“One of the most important aspects of the A-share fall is that Chinese consumers shrugged it off and continued to spend,” said Rothman.
Though manufacturing and construction-related industries are weak, services and consumption, the largest parts of the economy that resulted from its significant rebalancing, remains healthy as evidenced by an inflation-adjusted year-on-year retail sales rise of 10.4% in July compared to 10.5% a year ago, according to Matthews Asia research.
New home sales rose 21% year-on-year in July, up from 16% in May and from a decline of 18% in July 2014.
“Even after the Shanghai Composite Index fell 37% from its peak, China continued, and continues, to be the world’s best consumption story,” Rothman said.
Amid the various indicators showing a slowing economy, there are a few bright spots in consumption. July SUV sales soared 34%, although passenger car sales slumped 7%. Gasoline consumption grew 10% in July from a year ago, and movie box office revenues rose 54% in the second quarter year-on-year.
Online shopping also shows no obvious signs of weakening, as express parcel deliveries rose 47% year on year in July, up from 44% in May and compared to 49% last July. Illustrating the boom in online shopping, 10 billion packages were delivered during the first seven months of the year.
This is likely to be the third consecutive year in which services and consumption will be larger and contribute more to China’s GDP growth than manufacturing and construction, Rothman said.
In the first half of this year, consumption accounted for 60% of China’s GDP growth.
The manufacturing and construction sectors are likely to remain weak as infrastructure and new-home construction is slowing, said Rothman.
The year-on-year growth rate of fixed-asset investment peaked at 30% in 2009 and has been cooling ever since and is down to about 11% this year.
This trend is the reason why China’s GDP growth has been decelerating and will not re-accelerate, but the health of the services and consumer sectors should ensure that the macro deceleration is gradual, Rothman said.
However, there is little evidence of a collapse in manufacturing. A survey of privately owned, small and medium-sized firms found that during the second quarter, wages for unskilled workers rose 6% year-on-year, and wages for skilled workers increased by 7%, according to Matthews research.

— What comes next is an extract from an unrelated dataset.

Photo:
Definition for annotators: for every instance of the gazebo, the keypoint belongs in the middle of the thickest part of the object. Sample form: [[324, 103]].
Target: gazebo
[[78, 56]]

Government data shows that monthly income for the migrant workers who leave the countryside to staff most of the urban manufacturing and construction jobs rose 10% in the first half of this year, according to the research note.
Little wealth effect
The stock market slump was due to excessive valuations, not a significant change to the fundamentals, Rothman said.
There are about 50 million active individual investors in China, which is equal to only about 4% of the total population, or 7% of the urban population.
And most of those investors have been investing a fairly small amount of money: 73% of individual investors have less than the renminbi equivalent of US$15,000 in their accounts and less than 1% of accounts have more than US$1 million. Very few Chinese are likely to be betting anything close to their life’s savings. Another interesting indicator is that as the market soared, the growth rate of bank deposits slowed only slightly, to an average of 10.4% year-on-year during the second quarter of 2015, from 11.4% during the same period a year ago, before the market took off.
“All of this data helps explain why there was little wealth effect as the market rose sharply, and why there has been little negative wealth effect on the way down,” Rothman said.